By all accounts, guitarist and composer Bobby Broom should be a household name. He emerged on the scene in his mid-teens by gigging with the great pianists Al Haig and Walter Bishop Jr.—both of whom played with Charlie Parker. Sonny Rollins asked the teenage guitarist to tour with him, but since Broom was still in high school, he opted to stay home and play at Carnegie Hall with Donald Byrd. Broom’s résumé continues with a who’s who list of jazz greats such as Max Roach, Kenny Burrell, David Murray and Art Blakey, who was so impressed with him that he invited Broom to join his famed Jazz Messengers.
“Blakey asked me both to join his band—to do a tour of Europe—and record,” recalls Broom. “I decided not to go because there was another buzz happening in town around trumpet player Tom Browne.
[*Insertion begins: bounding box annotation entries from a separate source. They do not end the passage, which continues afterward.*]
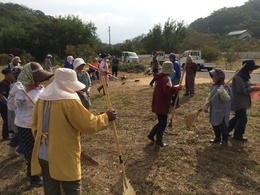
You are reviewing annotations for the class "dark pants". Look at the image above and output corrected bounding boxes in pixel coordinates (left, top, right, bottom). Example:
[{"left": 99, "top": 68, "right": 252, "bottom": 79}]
[
  {"left": 18, "top": 127, "right": 34, "bottom": 176},
  {"left": 228, "top": 109, "right": 247, "bottom": 139},
  {"left": 8, "top": 132, "right": 23, "bottom": 154},
  {"left": 148, "top": 114, "right": 167, "bottom": 143},
  {"left": 185, "top": 74, "right": 195, "bottom": 95},
  {"left": 0, "top": 105, "right": 9, "bottom": 139},
  {"left": 112, "top": 65, "right": 118, "bottom": 77},
  {"left": 150, "top": 68, "right": 159, "bottom": 85},
  {"left": 212, "top": 120, "right": 228, "bottom": 143},
  {"left": 39, "top": 159, "right": 81, "bottom": 195}
]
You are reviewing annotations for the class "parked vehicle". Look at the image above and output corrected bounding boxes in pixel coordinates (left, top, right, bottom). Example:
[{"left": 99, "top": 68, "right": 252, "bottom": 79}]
[
  {"left": 150, "top": 51, "right": 168, "bottom": 66},
  {"left": 179, "top": 50, "right": 217, "bottom": 71},
  {"left": 121, "top": 51, "right": 139, "bottom": 63}
]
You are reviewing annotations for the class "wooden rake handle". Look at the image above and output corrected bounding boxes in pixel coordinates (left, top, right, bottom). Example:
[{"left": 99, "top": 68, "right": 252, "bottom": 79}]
[
  {"left": 171, "top": 52, "right": 190, "bottom": 121},
  {"left": 101, "top": 76, "right": 127, "bottom": 188},
  {"left": 203, "top": 63, "right": 246, "bottom": 108}
]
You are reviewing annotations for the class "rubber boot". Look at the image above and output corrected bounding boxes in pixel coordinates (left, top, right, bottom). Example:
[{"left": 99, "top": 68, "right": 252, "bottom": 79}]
[
  {"left": 220, "top": 128, "right": 228, "bottom": 146},
  {"left": 7, "top": 146, "right": 19, "bottom": 156},
  {"left": 209, "top": 128, "right": 221, "bottom": 143},
  {"left": 97, "top": 85, "right": 103, "bottom": 94}
]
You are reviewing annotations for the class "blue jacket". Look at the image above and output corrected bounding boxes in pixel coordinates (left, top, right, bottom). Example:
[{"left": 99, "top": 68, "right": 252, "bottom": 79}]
[{"left": 170, "top": 59, "right": 181, "bottom": 85}]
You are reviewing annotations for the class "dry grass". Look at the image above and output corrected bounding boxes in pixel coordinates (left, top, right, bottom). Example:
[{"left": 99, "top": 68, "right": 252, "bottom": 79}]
[{"left": 0, "top": 66, "right": 260, "bottom": 195}]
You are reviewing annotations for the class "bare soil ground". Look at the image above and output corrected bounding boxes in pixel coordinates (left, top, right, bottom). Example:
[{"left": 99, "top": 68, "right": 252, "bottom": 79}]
[{"left": 0, "top": 71, "right": 260, "bottom": 195}]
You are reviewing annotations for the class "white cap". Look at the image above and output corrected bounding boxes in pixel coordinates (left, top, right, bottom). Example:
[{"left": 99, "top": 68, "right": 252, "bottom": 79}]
[{"left": 73, "top": 58, "right": 86, "bottom": 70}]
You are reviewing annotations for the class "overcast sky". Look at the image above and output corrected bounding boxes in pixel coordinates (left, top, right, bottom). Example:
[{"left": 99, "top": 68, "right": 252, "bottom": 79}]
[{"left": 1, "top": 0, "right": 248, "bottom": 44}]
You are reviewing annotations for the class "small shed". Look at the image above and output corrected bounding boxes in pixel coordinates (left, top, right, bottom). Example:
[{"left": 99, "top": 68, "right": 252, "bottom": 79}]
[{"left": 227, "top": 30, "right": 253, "bottom": 41}]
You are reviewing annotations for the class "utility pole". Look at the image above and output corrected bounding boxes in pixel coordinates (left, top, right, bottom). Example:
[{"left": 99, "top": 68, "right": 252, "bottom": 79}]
[{"left": 108, "top": 26, "right": 111, "bottom": 46}]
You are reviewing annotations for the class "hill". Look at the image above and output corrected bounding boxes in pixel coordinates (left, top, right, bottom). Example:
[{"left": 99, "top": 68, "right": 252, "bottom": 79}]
[
  {"left": 0, "top": 73, "right": 260, "bottom": 195},
  {"left": 189, "top": 0, "right": 260, "bottom": 39}
]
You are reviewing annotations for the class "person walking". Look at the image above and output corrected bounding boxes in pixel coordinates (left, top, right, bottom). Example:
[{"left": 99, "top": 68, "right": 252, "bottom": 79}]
[
  {"left": 44, "top": 54, "right": 53, "bottom": 72},
  {"left": 204, "top": 68, "right": 232, "bottom": 146},
  {"left": 149, "top": 51, "right": 159, "bottom": 87},
  {"left": 112, "top": 56, "right": 119, "bottom": 77},
  {"left": 73, "top": 58, "right": 92, "bottom": 110},
  {"left": 147, "top": 61, "right": 182, "bottom": 147},
  {"left": 31, "top": 68, "right": 116, "bottom": 195},
  {"left": 8, "top": 62, "right": 53, "bottom": 186},
  {"left": 169, "top": 53, "right": 181, "bottom": 108},
  {"left": 97, "top": 53, "right": 109, "bottom": 95},
  {"left": 0, "top": 68, "right": 14, "bottom": 140},
  {"left": 184, "top": 55, "right": 197, "bottom": 97},
  {"left": 64, "top": 56, "right": 74, "bottom": 69},
  {"left": 228, "top": 59, "right": 260, "bottom": 141}
]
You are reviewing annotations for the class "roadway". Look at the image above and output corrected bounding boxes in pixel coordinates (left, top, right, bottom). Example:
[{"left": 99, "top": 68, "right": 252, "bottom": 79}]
[{"left": 196, "top": 70, "right": 260, "bottom": 84}]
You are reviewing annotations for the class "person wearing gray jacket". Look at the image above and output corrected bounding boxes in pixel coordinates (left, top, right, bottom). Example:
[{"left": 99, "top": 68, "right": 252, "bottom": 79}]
[
  {"left": 228, "top": 59, "right": 260, "bottom": 141},
  {"left": 207, "top": 68, "right": 232, "bottom": 146}
]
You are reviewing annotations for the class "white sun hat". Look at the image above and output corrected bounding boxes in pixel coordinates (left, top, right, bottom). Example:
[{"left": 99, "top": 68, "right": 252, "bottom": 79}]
[{"left": 40, "top": 68, "right": 86, "bottom": 101}]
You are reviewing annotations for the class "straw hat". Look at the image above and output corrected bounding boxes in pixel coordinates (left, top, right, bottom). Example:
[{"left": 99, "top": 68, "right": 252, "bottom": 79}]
[
  {"left": 73, "top": 58, "right": 86, "bottom": 70},
  {"left": 40, "top": 68, "right": 86, "bottom": 101},
  {"left": 161, "top": 61, "right": 175, "bottom": 74}
]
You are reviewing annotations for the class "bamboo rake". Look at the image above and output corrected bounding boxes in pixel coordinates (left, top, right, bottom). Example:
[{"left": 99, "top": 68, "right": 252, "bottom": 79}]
[
  {"left": 184, "top": 63, "right": 246, "bottom": 129},
  {"left": 168, "top": 52, "right": 190, "bottom": 128},
  {"left": 101, "top": 76, "right": 136, "bottom": 195}
]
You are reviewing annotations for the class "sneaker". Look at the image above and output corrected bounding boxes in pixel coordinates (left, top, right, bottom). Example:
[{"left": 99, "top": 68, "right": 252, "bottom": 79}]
[
  {"left": 156, "top": 142, "right": 168, "bottom": 147},
  {"left": 147, "top": 135, "right": 155, "bottom": 142},
  {"left": 30, "top": 175, "right": 43, "bottom": 186}
]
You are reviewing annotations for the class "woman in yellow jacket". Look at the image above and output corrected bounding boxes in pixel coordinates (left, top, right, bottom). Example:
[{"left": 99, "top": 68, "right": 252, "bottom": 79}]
[{"left": 31, "top": 68, "right": 116, "bottom": 195}]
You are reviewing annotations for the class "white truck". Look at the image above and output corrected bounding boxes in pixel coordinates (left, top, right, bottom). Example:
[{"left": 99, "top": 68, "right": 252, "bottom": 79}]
[
  {"left": 150, "top": 50, "right": 169, "bottom": 66},
  {"left": 121, "top": 51, "right": 139, "bottom": 63},
  {"left": 179, "top": 50, "right": 217, "bottom": 71}
]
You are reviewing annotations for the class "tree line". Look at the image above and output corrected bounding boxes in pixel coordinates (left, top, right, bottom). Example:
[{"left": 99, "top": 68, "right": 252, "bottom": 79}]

A bunch of my musical buddies were already active in this circle when I returned from school. They were touring and recording and I wanted in on that.” With Browne, Broom recorded the 1979 GRP album Love Approach, which yielded Browne’s seminal block-party rocker “Funkin’ for Jamaica.” Two years later Broom released his GRP debut, Clean Sweep, which yielded the underground 12-inch single, “Saturday Night.”
As soon as it seemed Broom’s professional reputation was gaining momentum, however, GRP’s alliance with Arista Records went sour—and so did Broom’s recording career. Dismayed by the record industry, Broom went into jazz education, urged by Jackie McLean. “He called me in around 1981 or ‘82 and asked me to conduct bimonthly master classes in jazz improvisation at the University of Hartford in Connecticut,” says Broom. “I was 20 years old, still a student myself, and had never taught before. He believed that I had something to offer his students and encouraged me to relate to them as a musician who was accomplishing some of the things that they were aspiring to. To this day, my approach to teaching and students comes from a place inside me that Jackie nurtured.”
Now living in Chicago, Broom works with a community-outreach mentoring program called Jazz in the Schools, directed by the Ravinia Festival Organization. “A group of professional jazz musicians visit 10 Chicago public high schools, giving private instruction with the goal of preparing students, who show promise, for involvement in a performing ensemble,” explains Broom. In addition to being an educator, he still keeps busy as an in-demand guitarist, playing with everyone from David Murray to R&B crooner R. Kelly. With the release of his Delmark debut, Modern Man, his schedule is sure to become even busier.
A reunion of sorts, Modern Man finds Broom nestling his smoky, deep-purple tone in a bluesy hot bed of Dr. Lonnie Smith’s smoldering organ, Ronnie Cuber’s burly baritone saxophone and Idris Muhammad’s swampy swing. At first listen, the instrumentation harks back to George Benson’s 1966 album, The George Benson Cookbook. Both Smith and Cuber played on that album. “The personnel for the record developed from a kind of nostalgia on my part,” Broom reveals. “I’ve known Ronnie Cuber since I played in his band in New York in the ’80s. Over the years we’ve talked about doing a record pairing him with Lonnie Smith again. I met Lonnie back in the days when George Benson and his old manager, Jimmy Boyd, had a club called the Breezin’ Lounge up in Harlem. Then there’s Idris, who was the drummer on one of my favorite records of all time, Charles Earland’s Black Talk!
“Of course, the Cookbook record was the impetus for the selection of the personnel, but I think rather than revisiting George Benson’s recording, the idea may have been more of an attempt to revisit the feeling of a time and place among musicians. As artists we knew that we were not there to recreate anything. We all each had 40 more years of experience, musical and otherwise, to express.”